In terms of how institutions are trying to manage that art and science, Scott says that while long-term incentives are certainly back in vogue these days, they’re not necessarily taking the same forms as they have in the past. For example, many equity-based incentive plans are either being phased out or significantly retooled, as even high-performing institutions have seen their stocks being held down by the general beating the industry as a whole has taken. As a result, the trend has moved toward long-term incentive compensation that is not stock- based, not only in the form of traditional SERPs, but also set-aside cash plans that pay out a cumulative amount at retirement based on incentives hit throughout the executive’s career.
“Now when that executive gets to retirement, you look at the cumulative, long-term set-asides and pay that out as a retirement benefit,” Scott says. “In truth, it may turn out to be the same $50,000 a year for 15 years that he or she may have gotten from a SERP, but at least from the board’s perspective, they’re very clearly able to tie it back to specific performance measures year after year after year.”
Institutions also need to have a good handle on what they’re trying to accomplish with the long-term incentive and compensation strategies they ultimately select, adds John Gagnon, a compensation advisor at BoliColi.com in Reading, Mass.
“Many institutions confuse the goals behind SERPs and deferred compensation and believe they both accomplish the same thing,” Gagnon says. “Our experience is that SERPs are generally better at retaining key executives, especially those beyond age 50 who are often very concerned about retirement savings.

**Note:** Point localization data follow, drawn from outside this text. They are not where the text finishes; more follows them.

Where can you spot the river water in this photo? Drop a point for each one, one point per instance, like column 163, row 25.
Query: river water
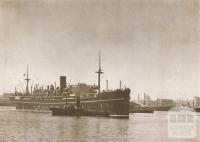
column 21, row 126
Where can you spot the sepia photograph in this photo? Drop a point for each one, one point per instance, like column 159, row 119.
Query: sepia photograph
column 99, row 70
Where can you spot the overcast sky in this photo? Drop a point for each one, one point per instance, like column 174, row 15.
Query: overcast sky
column 151, row 45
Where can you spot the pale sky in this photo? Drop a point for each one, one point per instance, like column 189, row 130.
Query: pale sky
column 151, row 45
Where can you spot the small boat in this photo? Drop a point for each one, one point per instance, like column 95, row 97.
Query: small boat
column 76, row 112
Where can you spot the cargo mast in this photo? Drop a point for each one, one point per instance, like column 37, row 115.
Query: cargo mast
column 99, row 72
column 27, row 80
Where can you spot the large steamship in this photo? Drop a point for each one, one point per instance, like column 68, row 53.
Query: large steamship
column 87, row 98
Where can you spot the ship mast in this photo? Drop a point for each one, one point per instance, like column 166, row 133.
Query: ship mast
column 27, row 80
column 99, row 72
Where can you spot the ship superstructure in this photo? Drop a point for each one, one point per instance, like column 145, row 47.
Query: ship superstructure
column 89, row 98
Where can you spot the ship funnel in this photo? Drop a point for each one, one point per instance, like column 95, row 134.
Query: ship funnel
column 62, row 83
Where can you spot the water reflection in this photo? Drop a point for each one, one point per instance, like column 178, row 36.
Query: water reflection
column 20, row 126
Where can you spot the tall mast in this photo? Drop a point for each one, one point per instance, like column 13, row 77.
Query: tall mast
column 99, row 72
column 27, row 80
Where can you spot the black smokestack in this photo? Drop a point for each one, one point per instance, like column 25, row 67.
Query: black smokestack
column 62, row 83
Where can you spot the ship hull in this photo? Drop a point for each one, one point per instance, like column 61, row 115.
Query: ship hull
column 113, row 104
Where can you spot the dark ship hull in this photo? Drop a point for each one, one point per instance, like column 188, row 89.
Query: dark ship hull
column 109, row 104
column 115, row 103
column 88, row 98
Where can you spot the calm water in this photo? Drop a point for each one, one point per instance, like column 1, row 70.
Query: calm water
column 19, row 126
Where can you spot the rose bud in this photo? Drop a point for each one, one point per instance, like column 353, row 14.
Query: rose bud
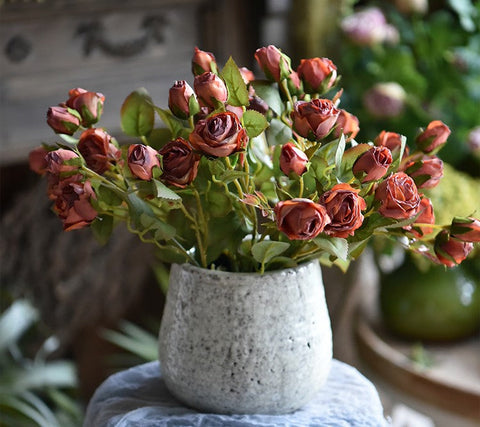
column 273, row 62
column 465, row 229
column 318, row 74
column 141, row 159
column 73, row 205
column 180, row 164
column 257, row 104
column 385, row 100
column 247, row 75
column 368, row 27
column 62, row 121
column 449, row 250
column 293, row 160
column 398, row 196
column 344, row 207
column 210, row 89
column 433, row 137
column 314, row 119
column 347, row 124
column 179, row 99
column 55, row 161
column 294, row 84
column 391, row 140
column 88, row 104
column 374, row 163
column 426, row 172
column 219, row 135
column 203, row 62
column 96, row 148
column 37, row 160
column 426, row 216
column 301, row 219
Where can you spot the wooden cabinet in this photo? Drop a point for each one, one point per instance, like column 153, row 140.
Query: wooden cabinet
column 107, row 46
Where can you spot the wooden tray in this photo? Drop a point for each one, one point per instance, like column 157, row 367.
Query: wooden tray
column 452, row 382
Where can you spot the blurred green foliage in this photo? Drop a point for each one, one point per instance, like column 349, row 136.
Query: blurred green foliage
column 436, row 61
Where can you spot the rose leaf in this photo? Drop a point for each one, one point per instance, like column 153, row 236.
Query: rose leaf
column 137, row 114
column 254, row 122
column 237, row 89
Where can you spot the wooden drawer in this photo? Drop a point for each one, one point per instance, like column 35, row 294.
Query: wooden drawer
column 49, row 48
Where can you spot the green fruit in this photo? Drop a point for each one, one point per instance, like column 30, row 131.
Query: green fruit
column 439, row 304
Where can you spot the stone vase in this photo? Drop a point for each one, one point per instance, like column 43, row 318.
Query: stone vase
column 244, row 342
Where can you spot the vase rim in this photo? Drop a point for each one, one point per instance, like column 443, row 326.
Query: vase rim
column 191, row 267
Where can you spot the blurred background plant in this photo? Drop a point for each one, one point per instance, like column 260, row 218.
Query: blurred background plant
column 426, row 56
column 34, row 390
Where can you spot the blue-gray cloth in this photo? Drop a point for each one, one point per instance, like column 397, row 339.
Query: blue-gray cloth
column 138, row 397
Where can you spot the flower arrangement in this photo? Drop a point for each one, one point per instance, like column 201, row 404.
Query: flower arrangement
column 248, row 174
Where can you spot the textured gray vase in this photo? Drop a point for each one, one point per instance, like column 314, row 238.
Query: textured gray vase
column 245, row 343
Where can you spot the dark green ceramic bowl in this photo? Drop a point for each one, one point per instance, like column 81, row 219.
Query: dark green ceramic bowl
column 438, row 305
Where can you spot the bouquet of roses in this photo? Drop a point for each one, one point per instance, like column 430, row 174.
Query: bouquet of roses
column 248, row 174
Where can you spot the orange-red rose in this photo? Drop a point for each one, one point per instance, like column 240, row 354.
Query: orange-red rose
column 141, row 160
column 301, row 219
column 344, row 207
column 398, row 196
column 314, row 119
column 219, row 135
column 180, row 163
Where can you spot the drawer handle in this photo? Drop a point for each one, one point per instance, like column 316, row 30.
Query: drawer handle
column 95, row 38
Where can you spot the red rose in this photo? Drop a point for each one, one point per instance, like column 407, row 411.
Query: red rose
column 293, row 159
column 314, row 119
column 179, row 99
column 301, row 219
column 88, row 104
column 141, row 159
column 37, row 160
column 180, row 164
column 318, row 74
column 202, row 62
column 466, row 229
column 398, row 197
column 210, row 89
column 391, row 140
column 73, row 205
column 449, row 250
column 219, row 135
column 344, row 207
column 62, row 121
column 97, row 150
column 346, row 124
column 426, row 172
column 374, row 163
column 426, row 216
column 433, row 137
column 269, row 59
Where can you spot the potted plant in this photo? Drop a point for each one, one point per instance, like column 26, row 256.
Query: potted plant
column 247, row 186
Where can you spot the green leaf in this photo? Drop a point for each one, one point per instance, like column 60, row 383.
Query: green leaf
column 102, row 228
column 173, row 123
column 163, row 192
column 278, row 133
column 219, row 204
column 269, row 93
column 237, row 89
column 335, row 246
column 265, row 251
column 254, row 122
column 137, row 114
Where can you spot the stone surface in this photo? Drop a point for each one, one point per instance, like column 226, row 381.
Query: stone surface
column 245, row 343
column 138, row 397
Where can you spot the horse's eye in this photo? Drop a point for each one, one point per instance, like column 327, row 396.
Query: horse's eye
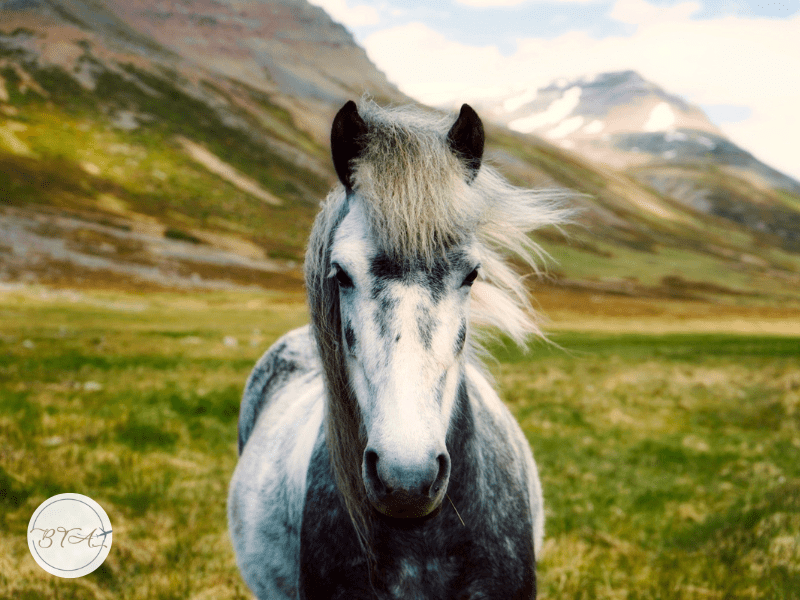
column 343, row 278
column 470, row 279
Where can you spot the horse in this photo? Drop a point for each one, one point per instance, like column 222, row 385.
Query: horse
column 376, row 461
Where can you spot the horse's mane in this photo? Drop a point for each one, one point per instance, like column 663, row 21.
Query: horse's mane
column 415, row 193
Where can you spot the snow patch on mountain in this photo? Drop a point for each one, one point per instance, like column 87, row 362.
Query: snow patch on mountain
column 556, row 112
column 565, row 128
column 662, row 118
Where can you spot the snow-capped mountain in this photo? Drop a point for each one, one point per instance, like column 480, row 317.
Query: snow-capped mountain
column 622, row 120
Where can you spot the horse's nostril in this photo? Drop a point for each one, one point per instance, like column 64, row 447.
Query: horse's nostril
column 443, row 460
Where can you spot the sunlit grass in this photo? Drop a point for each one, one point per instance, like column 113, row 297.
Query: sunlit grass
column 669, row 461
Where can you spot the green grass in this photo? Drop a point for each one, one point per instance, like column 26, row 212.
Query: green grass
column 669, row 462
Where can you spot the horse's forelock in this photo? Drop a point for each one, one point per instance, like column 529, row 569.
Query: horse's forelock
column 413, row 187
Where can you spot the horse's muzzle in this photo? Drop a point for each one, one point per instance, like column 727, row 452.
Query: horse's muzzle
column 402, row 490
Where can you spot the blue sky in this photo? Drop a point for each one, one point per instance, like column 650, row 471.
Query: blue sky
column 738, row 59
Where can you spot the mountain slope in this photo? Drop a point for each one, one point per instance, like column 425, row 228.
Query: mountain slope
column 156, row 144
column 632, row 125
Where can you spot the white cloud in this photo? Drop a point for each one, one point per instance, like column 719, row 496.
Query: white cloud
column 356, row 16
column 728, row 60
column 641, row 12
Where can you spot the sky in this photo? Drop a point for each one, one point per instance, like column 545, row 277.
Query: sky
column 739, row 60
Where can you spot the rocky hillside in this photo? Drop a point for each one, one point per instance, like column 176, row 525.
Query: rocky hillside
column 632, row 125
column 165, row 144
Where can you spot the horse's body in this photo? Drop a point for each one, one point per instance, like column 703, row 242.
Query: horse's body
column 376, row 460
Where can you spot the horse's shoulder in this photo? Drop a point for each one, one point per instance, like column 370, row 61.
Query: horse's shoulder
column 291, row 356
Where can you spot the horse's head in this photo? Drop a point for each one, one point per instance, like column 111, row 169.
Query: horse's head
column 403, row 276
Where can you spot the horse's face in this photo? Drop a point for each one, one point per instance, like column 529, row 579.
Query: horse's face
column 404, row 329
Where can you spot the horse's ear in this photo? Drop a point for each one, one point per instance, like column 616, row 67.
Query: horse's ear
column 466, row 139
column 347, row 141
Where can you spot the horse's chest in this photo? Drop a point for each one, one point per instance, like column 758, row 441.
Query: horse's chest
column 441, row 560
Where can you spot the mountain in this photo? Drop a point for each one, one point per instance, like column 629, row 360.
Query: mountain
column 155, row 144
column 163, row 132
column 632, row 125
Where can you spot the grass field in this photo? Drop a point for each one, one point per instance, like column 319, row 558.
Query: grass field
column 670, row 461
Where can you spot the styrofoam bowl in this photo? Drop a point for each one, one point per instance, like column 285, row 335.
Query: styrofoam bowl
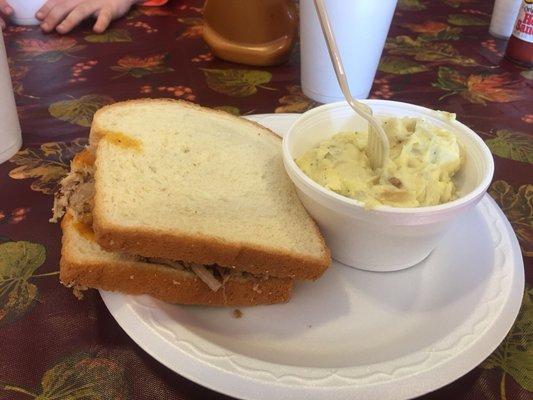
column 383, row 238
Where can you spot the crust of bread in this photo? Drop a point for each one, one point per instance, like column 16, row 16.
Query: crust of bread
column 162, row 282
column 204, row 250
column 96, row 132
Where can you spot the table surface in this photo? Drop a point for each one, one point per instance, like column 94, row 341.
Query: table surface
column 438, row 54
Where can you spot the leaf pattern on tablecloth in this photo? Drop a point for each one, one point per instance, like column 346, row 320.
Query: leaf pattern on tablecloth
column 142, row 66
column 80, row 376
column 16, row 216
column 423, row 50
column 527, row 74
column 510, row 144
column 295, row 101
column 155, row 11
column 18, row 263
column 433, row 31
column 79, row 111
column 458, row 3
column 411, row 5
column 51, row 50
column 514, row 356
column 195, row 27
column 479, row 88
column 467, row 20
column 236, row 82
column 400, row 66
column 518, row 207
column 47, row 164
column 110, row 36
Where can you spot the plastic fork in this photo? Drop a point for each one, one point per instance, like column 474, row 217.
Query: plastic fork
column 378, row 142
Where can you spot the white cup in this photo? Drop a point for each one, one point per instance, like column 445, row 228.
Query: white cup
column 383, row 238
column 503, row 18
column 10, row 135
column 25, row 11
column 360, row 28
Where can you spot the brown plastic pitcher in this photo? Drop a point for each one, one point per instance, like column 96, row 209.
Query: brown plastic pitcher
column 253, row 32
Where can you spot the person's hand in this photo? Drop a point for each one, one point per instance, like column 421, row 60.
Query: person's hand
column 63, row 15
column 5, row 9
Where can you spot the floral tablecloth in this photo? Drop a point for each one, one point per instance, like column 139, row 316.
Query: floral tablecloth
column 53, row 346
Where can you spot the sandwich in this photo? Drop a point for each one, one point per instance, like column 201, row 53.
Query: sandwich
column 186, row 204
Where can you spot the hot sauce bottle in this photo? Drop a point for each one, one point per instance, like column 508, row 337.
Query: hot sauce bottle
column 520, row 46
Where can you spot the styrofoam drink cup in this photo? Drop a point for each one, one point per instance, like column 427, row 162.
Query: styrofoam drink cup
column 384, row 238
column 10, row 135
column 360, row 28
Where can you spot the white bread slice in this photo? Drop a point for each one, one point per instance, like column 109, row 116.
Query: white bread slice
column 84, row 264
column 183, row 182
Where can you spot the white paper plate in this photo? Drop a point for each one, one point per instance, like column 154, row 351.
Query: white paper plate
column 352, row 334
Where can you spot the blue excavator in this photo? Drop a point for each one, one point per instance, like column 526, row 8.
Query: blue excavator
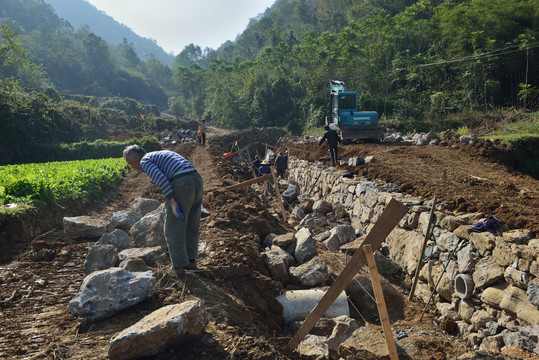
column 344, row 117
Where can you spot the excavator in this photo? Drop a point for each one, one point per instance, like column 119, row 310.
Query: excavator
column 344, row 117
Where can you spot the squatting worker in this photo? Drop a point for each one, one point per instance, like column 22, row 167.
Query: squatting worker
column 333, row 138
column 182, row 186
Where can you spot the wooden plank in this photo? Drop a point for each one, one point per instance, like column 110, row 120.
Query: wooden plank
column 249, row 182
column 391, row 216
column 283, row 211
column 380, row 302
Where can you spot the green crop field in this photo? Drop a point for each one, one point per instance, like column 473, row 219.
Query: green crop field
column 39, row 183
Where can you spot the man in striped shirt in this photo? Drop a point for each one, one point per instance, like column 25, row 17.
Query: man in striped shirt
column 182, row 186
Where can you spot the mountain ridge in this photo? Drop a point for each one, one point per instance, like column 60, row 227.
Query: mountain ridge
column 80, row 12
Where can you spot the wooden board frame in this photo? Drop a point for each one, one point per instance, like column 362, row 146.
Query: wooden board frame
column 391, row 216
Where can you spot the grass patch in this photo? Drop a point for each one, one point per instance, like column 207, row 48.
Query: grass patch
column 522, row 136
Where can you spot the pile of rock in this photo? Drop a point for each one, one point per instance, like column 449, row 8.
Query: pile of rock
column 120, row 276
column 487, row 285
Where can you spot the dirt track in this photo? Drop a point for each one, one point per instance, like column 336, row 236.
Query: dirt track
column 244, row 323
column 467, row 177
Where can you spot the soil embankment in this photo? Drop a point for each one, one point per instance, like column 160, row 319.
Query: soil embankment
column 238, row 293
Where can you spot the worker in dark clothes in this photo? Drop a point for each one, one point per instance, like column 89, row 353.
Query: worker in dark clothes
column 280, row 165
column 333, row 139
column 183, row 189
column 256, row 164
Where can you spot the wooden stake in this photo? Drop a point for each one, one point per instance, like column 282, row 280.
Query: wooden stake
column 380, row 302
column 385, row 224
column 283, row 211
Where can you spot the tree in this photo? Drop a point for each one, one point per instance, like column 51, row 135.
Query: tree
column 15, row 65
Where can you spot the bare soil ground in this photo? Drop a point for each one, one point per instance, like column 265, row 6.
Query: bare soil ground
column 36, row 287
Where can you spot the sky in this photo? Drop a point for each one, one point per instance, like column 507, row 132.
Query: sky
column 173, row 24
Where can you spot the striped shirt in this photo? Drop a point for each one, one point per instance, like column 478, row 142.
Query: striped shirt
column 161, row 165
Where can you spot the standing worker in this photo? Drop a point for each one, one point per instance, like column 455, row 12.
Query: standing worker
column 256, row 164
column 333, row 138
column 182, row 186
column 202, row 130
column 280, row 165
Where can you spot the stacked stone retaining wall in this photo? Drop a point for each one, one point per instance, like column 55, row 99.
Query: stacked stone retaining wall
column 496, row 299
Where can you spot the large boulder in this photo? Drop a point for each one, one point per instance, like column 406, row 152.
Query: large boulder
column 366, row 343
column 100, row 257
column 117, row 238
column 86, row 227
column 311, row 274
column 404, row 247
column 103, row 293
column 343, row 329
column 144, row 206
column 170, row 325
column 291, row 193
column 149, row 255
column 278, row 261
column 124, row 219
column 322, row 206
column 487, row 272
column 305, row 248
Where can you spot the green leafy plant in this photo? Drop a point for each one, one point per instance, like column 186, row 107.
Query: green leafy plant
column 39, row 183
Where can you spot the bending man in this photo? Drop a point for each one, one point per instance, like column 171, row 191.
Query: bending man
column 182, row 186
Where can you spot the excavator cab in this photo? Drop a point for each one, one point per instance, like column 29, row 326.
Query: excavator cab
column 344, row 117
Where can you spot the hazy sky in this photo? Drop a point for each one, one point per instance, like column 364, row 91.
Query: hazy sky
column 177, row 23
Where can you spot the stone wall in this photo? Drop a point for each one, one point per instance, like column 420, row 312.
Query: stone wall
column 496, row 298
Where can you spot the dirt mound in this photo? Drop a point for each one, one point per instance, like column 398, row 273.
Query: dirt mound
column 466, row 177
column 233, row 280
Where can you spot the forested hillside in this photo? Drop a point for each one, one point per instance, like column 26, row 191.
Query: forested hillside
column 79, row 61
column 424, row 59
column 421, row 65
column 79, row 12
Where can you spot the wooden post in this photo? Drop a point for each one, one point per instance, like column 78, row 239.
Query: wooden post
column 391, row 216
column 423, row 247
column 380, row 302
column 283, row 211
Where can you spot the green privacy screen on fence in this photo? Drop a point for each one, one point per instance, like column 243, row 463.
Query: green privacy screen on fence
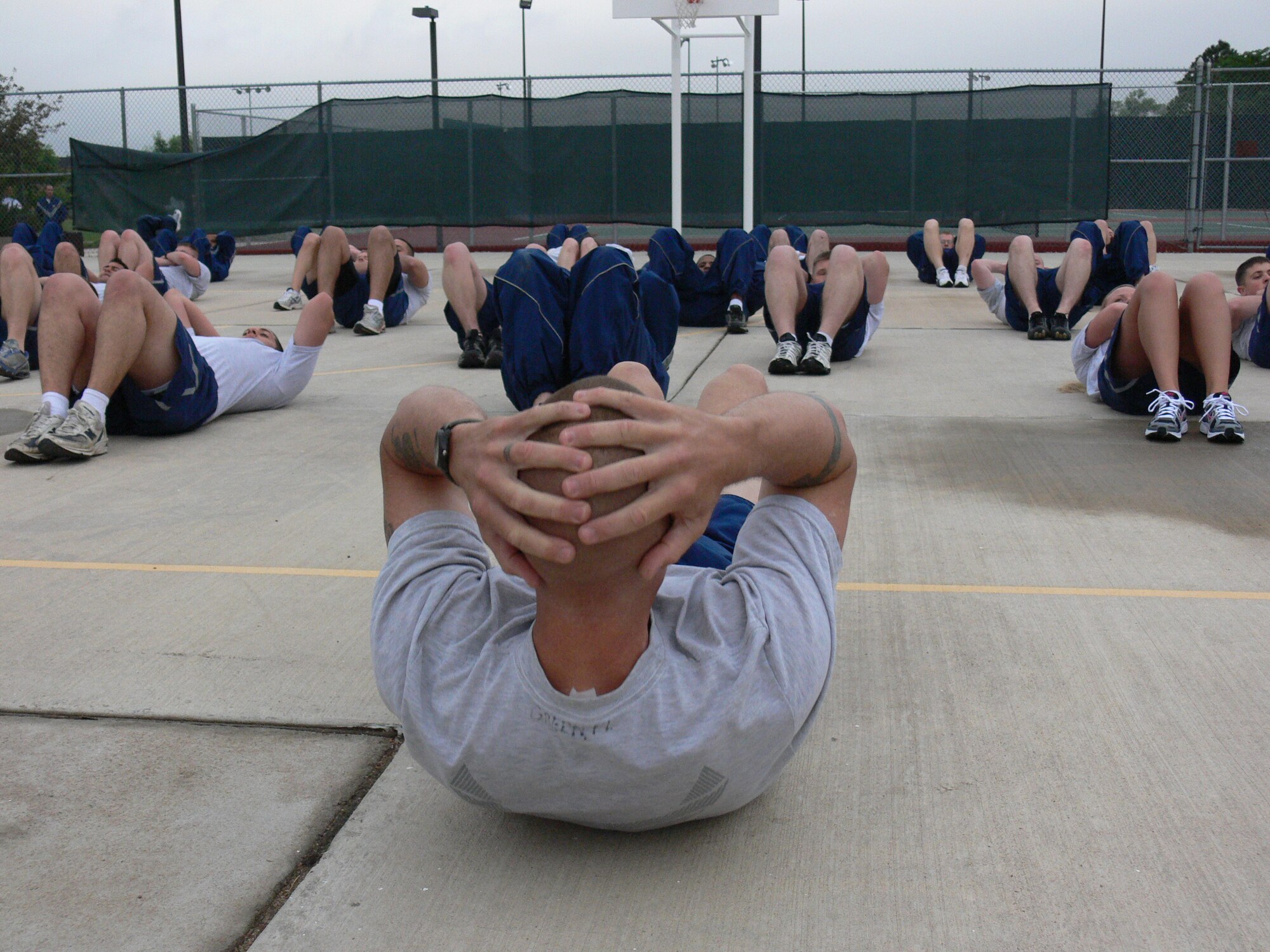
column 1028, row 154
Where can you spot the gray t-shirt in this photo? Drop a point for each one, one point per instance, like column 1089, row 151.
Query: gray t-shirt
column 737, row 664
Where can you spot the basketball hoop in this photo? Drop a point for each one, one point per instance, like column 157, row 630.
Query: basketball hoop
column 686, row 12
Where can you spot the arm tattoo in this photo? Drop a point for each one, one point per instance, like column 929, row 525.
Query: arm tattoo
column 408, row 451
column 831, row 465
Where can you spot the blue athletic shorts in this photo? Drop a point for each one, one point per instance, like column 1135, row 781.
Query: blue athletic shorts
column 850, row 337
column 925, row 270
column 717, row 545
column 184, row 406
column 1133, row 397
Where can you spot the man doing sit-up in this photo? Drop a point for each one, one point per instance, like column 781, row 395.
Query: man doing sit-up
column 609, row 685
column 138, row 369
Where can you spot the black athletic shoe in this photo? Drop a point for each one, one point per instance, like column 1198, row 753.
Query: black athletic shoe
column 495, row 354
column 474, row 351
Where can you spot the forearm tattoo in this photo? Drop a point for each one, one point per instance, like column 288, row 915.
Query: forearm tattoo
column 835, row 454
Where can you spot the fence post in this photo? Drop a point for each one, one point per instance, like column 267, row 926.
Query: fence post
column 912, row 157
column 472, row 181
column 1193, row 178
column 1071, row 155
column 1226, row 164
column 1202, row 196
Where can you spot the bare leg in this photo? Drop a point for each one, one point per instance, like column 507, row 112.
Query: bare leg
column 1023, row 272
column 932, row 243
column 787, row 289
column 67, row 260
column 464, row 285
column 316, row 322
column 568, row 253
column 307, row 262
column 20, row 291
column 817, row 244
column 191, row 315
column 984, row 276
column 1150, row 338
column 135, row 334
column 332, row 255
column 1206, row 329
column 1074, row 275
column 68, row 328
column 380, row 252
column 965, row 243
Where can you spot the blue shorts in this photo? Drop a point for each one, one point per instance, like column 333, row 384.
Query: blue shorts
column 925, row 270
column 487, row 318
column 717, row 545
column 184, row 406
column 354, row 290
column 850, row 337
column 31, row 345
column 1259, row 345
column 1048, row 296
column 1133, row 397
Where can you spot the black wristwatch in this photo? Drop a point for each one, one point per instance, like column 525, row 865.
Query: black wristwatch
column 441, row 445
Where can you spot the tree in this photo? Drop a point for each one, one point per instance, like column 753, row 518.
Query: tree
column 171, row 144
column 1254, row 67
column 25, row 124
column 1137, row 103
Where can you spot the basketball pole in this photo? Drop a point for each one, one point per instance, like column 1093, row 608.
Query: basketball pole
column 676, row 133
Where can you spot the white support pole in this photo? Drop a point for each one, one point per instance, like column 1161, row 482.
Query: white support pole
column 747, row 190
column 676, row 134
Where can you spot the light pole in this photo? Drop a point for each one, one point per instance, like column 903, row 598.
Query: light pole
column 1103, row 41
column 181, row 81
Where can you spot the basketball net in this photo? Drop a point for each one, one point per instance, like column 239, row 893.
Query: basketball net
column 688, row 12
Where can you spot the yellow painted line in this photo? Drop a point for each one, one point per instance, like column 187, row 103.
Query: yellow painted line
column 205, row 569
column 391, row 367
column 1051, row 591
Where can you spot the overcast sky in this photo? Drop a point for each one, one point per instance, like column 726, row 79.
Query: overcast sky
column 130, row 43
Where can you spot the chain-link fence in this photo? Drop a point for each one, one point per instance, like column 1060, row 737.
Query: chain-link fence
column 1189, row 148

Long-term incentive programs, on the other hand, are very effective from a performance standpoint and will be attractive to your best performers, even if they generally won’t help from a retention standpoint.”
Not every strategy may work for every institution, but there should be an effort to find some type of long-term incentive plan that fits. Scott says that it all comes back to deciding upfront and making it clear what the institution stands for and believes in when it comes to executive compensation.
“The best practice always starts with having a philosophy and sticking to it,” he says. “The philosophy shouldn’t change significantly from year to year, and might only really change over the course of four to five years as the institution evolves.